Expectant mothers in Texas may want to know about a birth injury called caput succedaneum. This refers to the swelling of an infant's head that may occur not long after delivery. Continual pressure on the infant's head during delivery, especially when there is a lot of pushing during labor, can cause this condition.
The risk for developing caput succedaneum depends on how much fluid is in the amniotic sac and for how long. If the amniotic sac membranes burst early during labor, or if fluid levels are low, then the mother's pelvic bones will exert pressure on the baby's head. The risk can also increase in the event that vacuum suction or forceps are used during delivery.
Not only will the skin on the baby's head be swollen, but it will also feel soft and may produce a dimple if pressed upon. Bruising may be present, but not to the extent seen in other conditions like cephalohematoma (when blood pools under the scalp).
Caput succedaneum does not damage the brain or cranial bones.

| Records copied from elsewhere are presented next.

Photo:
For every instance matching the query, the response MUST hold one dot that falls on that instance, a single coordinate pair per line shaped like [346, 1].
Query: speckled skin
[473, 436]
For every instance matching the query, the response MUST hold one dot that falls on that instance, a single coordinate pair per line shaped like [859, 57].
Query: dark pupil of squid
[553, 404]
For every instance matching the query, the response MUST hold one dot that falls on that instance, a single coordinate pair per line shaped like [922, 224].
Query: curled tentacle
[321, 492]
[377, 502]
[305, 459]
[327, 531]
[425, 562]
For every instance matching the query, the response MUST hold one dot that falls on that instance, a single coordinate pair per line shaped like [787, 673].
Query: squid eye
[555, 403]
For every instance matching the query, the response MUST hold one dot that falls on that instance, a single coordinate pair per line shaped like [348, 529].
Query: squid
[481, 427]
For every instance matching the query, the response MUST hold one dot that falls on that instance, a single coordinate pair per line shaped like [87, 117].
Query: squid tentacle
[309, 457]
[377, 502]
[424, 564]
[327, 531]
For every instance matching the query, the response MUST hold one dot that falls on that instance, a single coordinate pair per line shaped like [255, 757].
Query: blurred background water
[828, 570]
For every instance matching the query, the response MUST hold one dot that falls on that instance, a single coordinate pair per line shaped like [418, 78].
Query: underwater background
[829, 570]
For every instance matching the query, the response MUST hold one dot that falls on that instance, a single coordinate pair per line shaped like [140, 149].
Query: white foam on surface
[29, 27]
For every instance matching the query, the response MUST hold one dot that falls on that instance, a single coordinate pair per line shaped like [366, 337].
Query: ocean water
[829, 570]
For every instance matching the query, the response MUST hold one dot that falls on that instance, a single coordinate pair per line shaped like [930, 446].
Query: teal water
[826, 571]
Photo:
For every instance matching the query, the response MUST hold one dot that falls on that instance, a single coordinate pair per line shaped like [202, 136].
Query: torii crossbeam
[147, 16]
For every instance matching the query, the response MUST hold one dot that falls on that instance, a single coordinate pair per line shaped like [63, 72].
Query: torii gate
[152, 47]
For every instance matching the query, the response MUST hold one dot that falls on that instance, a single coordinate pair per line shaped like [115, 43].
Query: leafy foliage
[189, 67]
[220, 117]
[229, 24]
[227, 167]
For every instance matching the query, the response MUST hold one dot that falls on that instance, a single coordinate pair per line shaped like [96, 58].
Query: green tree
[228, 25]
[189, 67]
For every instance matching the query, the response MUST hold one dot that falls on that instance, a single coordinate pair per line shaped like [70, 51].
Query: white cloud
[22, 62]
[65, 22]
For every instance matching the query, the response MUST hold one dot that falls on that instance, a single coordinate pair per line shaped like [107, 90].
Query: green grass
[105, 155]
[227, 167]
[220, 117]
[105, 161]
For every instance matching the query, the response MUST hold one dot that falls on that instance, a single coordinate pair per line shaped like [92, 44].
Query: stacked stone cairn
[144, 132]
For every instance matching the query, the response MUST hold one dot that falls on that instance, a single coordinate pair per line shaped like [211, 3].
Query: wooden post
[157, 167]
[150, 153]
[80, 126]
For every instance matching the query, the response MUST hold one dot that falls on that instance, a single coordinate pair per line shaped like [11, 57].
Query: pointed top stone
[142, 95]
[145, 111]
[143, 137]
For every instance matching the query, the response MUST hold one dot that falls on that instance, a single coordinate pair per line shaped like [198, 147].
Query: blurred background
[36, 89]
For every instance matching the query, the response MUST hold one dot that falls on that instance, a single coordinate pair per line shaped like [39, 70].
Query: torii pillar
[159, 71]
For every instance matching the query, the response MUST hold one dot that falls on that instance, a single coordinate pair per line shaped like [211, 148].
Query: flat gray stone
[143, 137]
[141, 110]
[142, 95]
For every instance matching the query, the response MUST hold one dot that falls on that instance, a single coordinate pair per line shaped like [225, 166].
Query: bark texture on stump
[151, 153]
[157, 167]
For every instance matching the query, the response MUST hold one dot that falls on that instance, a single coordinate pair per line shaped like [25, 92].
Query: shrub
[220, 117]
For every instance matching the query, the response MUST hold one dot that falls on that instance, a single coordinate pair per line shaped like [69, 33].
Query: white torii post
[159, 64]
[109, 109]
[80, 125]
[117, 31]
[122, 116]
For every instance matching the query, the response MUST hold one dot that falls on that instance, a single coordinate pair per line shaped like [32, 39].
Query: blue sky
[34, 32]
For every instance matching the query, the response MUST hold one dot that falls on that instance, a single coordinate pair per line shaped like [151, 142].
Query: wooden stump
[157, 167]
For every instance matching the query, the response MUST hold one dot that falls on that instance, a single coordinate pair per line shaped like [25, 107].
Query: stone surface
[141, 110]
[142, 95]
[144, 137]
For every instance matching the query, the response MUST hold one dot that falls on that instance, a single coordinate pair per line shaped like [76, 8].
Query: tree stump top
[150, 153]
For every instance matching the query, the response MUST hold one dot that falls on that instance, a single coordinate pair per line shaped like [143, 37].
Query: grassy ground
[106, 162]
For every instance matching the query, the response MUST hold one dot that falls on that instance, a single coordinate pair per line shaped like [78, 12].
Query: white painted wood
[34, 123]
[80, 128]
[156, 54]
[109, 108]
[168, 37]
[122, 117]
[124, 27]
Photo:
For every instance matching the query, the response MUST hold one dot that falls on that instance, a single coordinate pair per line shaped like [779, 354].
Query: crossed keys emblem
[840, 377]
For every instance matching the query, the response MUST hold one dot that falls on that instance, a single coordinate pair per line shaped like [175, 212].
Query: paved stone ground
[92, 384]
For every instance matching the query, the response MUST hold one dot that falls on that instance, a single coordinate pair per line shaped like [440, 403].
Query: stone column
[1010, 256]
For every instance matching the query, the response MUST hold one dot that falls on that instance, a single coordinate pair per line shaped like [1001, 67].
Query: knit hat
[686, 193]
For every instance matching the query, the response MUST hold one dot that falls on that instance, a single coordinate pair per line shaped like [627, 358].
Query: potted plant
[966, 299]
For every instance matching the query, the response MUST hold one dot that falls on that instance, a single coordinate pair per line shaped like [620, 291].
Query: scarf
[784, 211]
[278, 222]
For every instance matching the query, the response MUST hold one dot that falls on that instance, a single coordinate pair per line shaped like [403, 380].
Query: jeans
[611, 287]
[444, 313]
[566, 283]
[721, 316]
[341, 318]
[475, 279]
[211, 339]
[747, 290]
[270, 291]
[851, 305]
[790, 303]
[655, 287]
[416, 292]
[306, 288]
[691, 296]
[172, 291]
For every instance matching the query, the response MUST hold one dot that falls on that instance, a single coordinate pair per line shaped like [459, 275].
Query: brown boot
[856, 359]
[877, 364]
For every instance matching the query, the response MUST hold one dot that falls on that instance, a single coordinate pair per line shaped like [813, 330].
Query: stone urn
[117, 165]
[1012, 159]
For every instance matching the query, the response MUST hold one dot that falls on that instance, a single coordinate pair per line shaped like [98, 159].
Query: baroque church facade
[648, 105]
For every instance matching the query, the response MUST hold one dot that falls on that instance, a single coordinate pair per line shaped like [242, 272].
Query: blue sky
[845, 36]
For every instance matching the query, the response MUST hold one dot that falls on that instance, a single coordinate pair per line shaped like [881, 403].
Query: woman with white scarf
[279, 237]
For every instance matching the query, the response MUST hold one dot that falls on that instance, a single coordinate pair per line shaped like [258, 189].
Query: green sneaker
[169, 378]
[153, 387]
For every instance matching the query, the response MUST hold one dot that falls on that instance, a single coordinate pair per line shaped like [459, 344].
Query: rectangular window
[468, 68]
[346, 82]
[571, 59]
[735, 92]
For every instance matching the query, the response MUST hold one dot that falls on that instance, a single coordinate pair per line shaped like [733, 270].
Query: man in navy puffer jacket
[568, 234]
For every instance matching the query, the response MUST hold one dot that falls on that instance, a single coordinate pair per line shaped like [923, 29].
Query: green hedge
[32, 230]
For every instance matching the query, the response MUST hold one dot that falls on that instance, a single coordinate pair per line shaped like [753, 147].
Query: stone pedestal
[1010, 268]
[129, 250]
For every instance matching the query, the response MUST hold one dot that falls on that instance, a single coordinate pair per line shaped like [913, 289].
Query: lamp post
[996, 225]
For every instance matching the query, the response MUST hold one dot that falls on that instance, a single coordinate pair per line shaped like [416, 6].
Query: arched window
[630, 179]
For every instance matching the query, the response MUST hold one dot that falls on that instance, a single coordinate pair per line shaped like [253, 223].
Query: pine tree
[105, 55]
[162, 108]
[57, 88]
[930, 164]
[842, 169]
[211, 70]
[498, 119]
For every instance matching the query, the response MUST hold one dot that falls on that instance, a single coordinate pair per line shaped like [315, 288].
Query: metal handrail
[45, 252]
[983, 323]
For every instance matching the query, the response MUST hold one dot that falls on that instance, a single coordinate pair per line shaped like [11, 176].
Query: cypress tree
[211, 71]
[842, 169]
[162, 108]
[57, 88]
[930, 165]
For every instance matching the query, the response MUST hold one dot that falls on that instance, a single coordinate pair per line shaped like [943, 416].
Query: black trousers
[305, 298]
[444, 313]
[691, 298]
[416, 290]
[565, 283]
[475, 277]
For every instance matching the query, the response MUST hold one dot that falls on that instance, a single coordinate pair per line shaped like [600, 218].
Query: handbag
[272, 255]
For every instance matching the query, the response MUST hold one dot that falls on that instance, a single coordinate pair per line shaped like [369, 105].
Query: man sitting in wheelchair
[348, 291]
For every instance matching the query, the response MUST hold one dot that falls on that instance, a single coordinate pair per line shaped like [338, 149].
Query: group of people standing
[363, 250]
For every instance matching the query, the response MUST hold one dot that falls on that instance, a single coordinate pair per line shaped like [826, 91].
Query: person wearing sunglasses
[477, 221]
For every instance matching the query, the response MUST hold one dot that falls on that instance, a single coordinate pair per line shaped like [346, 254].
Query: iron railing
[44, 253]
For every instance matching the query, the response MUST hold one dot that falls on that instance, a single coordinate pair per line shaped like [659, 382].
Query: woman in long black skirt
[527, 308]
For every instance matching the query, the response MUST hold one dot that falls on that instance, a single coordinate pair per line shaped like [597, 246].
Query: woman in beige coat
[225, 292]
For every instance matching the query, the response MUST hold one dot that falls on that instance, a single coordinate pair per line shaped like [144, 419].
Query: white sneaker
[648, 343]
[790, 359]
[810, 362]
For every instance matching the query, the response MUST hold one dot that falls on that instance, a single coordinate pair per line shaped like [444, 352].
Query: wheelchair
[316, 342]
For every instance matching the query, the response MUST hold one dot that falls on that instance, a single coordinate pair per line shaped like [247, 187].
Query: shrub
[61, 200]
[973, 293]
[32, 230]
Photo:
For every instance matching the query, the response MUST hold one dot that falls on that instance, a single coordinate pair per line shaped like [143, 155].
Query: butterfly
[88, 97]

It usually clear ups in a few days without the need for treatment and without long-term effects. Infants risk developing jaundice as a complication, but the Mayo Clinic says this should, in turn, clear up within two to three weeks.
As for whether this condition could form the basis of a malpractice case, it is a complicated matter. Parents may want to see a lawyer before moving forward with a claim. They may also have the lawyer investigate the case with the help of third parties. The lawyer might request an inquiry with the local medical board. If there is clear proof that the doctors or nurses were negligent, the case might be strong.